Дверь приоткрылась, и в комнату ворвался ослепительно яркий свет. До слуха Плиния донесся плеск волн и гомон с верфей. Значит, уже утро. Он проснулся несколько часов назад. Дверь затворилась обратно. К секретарю на цыпочках подошел раб и что-то прошептал ему на ухо. Плиний повернулся на бок, чтобы лучше видеть.

— Который час?

— Конец первого часа, господин.

— Резервуар открывали?

— Да, господин. Сообщили, что вода вытекла вся.

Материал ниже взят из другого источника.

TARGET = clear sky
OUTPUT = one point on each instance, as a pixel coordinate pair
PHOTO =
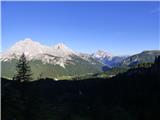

Плиний застонал и рухнул обратно на подушку.

— И похоже, господин, при этом было сделано весьма примечательное открытие.

...Рабочие двинулись в путь на полчаса позже Корелии. Обошлось без длительных прощаний. Муса с Корвинием тоже заразились страхом, охватившим рабочих, и всем им не терпелось поскорее оказаться под защитой городских стен Помпей. Даже Бребикс, бывший гладиатор, выживший в трех десятках схваток, и тот то и дело обеспокоенно поглядывал в сторону Везувия. Они убрали в туннеле и погрузили инструменты, пустые амфоры и неиспользованные кирпичи на повозки. В завершение всего двое рабов забросали землей кострища, и окрестности приобрели такой вид, словно никаких ремонтников здесь отродясь не бывало.

Аттилий стоял рядом со смотровым колодцем, скрестив руки на груди, и настороженно наблюдал за сборами. Это был самый опасный момент — ведь работа уже была завершена. Это было бы вполне в духе Амплиата: избавиться от аквария, когда он стал больше не нужен. Аттилий готов был, в случае чего, дорого продать свою жизнь.

Единственным, у кого еще имелась лошадь, был Муса. Он уселся в седло и окликнул Аттилия:

— Ты идешь?

— Нет еще. Я догоню вас попозже.

— А почему?

— Потому, что я собираюсь подняться на гору.

Муса потрясенно уставился на него:

— Зачем?!

Хороший вопрос. Потому что разгадка того, что происходит здесь, внизу, находится там. Потому что это моя работа — заботиться, чтобы вода текла бесперебойно. Потому что мне страшно.

Инженер пожал плечами:

— Из любопытства. Не волнуйся. Я не забылсвоего обещания — если тебя это беспокоит. Держи. — Он протянул Мусе свой кожаный кошелек. — Ты хорошо поработал. Купи рабочим еды и вина.

Муса заглянул в кошелек и проверил содержимое.

— Здесь многовато, акварий. Хватит даже на женщину.

Аттилий рассмеялся:

— Счастливого пути, Муса. До встречи. Увидимся в Помпеях или в Мизенах.